When Jennifer and I went to UC Irvine a few weeks ago to show Breeders, I casually referenced the film Gattaca during the Q&A that followed the screening. Even as I was saying it, I wondered how many people in the room had seen the film, now 17 years old.
I don’t remember Gattaca being a huge box-office hit, but there was a time when many people who had even a slight interest in the issues of bioethics had seen it or were at least familiar with the general contours of the story. Since then, many more people have become aware of the importance of the taking, making, and faking life issues on which the film touches, and I realize they might not have seen the film.
So I was glad to discover recently that Gattaca is now available on Netflix. (Of course, it’s also available on all the other online outlets and on DVD as well.) Below is a brief introduction to the film we posted here on the CBC website several years ago.
Perhaps it is needless to say at this point, but if you’re looking for something to watch this weekend, I highly recommend Gattaca. Enjoy!

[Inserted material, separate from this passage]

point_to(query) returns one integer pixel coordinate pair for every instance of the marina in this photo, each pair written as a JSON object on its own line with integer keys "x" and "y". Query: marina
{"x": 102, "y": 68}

The story of Gattaca is set in “the not-too-distant future”, a chilling expression which infers that its author and director is certain that not only people are evolving towards the society described in his visionary film, but also that it is happening very fast. In this future, most children are genetically manipulated while still embryos. Segregation in all ways of life is not based on gender or ethnicity any more but on genetic material. Those born naturally, either because the parents could not afford or refused scientific intervention, are the new underclass.
“They used to say that a child conceived in love has a greater chance of happiness. They don’t say that anymore. I’ll never understand what possessed my mother to put her faith in God’s hands rather than those of her local geneticist. Ten fingers, ten toes, that’s all that used to matter, but not now. Now, only seconds old, the exact time and cause of my death was already known.” — Vincent from Gattaca
Like director Andrew Niccol’s other films The Truman Show and the not-so-great Simone, this film explores what it means to be human. It’s a “must see” for those interested in bioethics and a great film to discuss in any group setting.
Do you think Gattaca accurately portrays what our future will be like? In what ways does Gattaca raise issues about “The Human Future?”